Michael Sawicki, Research Analyst at Lloyds Bank, explains that the BoE’s MPC March policy announcement saw Bank Rate and the other policy parameters left unchanged as the minutes released alongside repeated the readiness of policy to respond in either direction – an implicit ‘neutral’ policy bias relative to market expectations that currently fully discount a 25bp Bank Rate hike by 2018 Q4.
“The key surprise in March was the dissent from external member Kristin Forbes, who voted for an immediate 25bp increase. The minutes also suggested that "some" other members may be receptive to a tighter policy stance, needing “relatively little” further upside news on activity or inflation for them to do so. Still, Forbes was always the likeliest candidate for the first mover for a hike, and she is due to leave the committee at the end of June. Meanwhile, Ian McCafferty’s signal value for the intentions of the rest of the MPC is diminished by crying "wolf" about hikes too many times before. While we consider McCafferty and Michael Saunders as the most plausible next candidates to vote for an early tightening, we do not yet see a majority assembling in support of such stance.”
“To be sure, ongoing economic resilience will test the willingness of some on the MPC to tolerate above-target inflation. Conversely, the MPC will also remain highly attuned to emerging signs of consumer weakness as sterling’s post-referendum drop reduces purchasing power. For now, evidence that wage growth remains muted – dipping to just 2.2% in the 3 months to January and so painting a relatively benign picture for domestically-generated inflation – is salving the appetite for tighter policy among the bulk of the MPC.”

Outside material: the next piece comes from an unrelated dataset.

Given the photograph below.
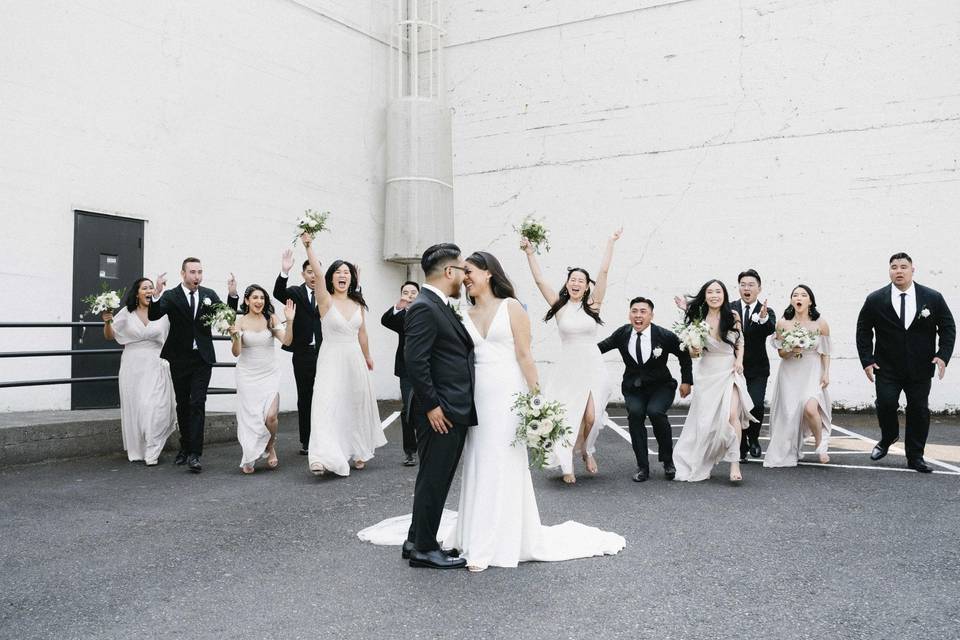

“Meanwhile, the possibility of a disorderly exit from the EU – should a new exit deal with the EU not be agreed within the two-year timeframe stipulated by Article 50 – would clearly impact on the policy outlook. In our view, the bulk of the MPC will be wary of reversing the stimulus of August 2016 prematurely only to risk being pushed into another round of loosening later down the line. Even if inflation rises above 3% around the end of 2017 we expect that a majority on the MPC for a tightening will fail to coalesce. Indeed, if hawkish dissents cause some additional firming of market-implied interest expectations and the currency, alongside any rise in term rates led by global factors, these seem likely to obviate the need for any actual policy tightening before the UK’s EU exit.”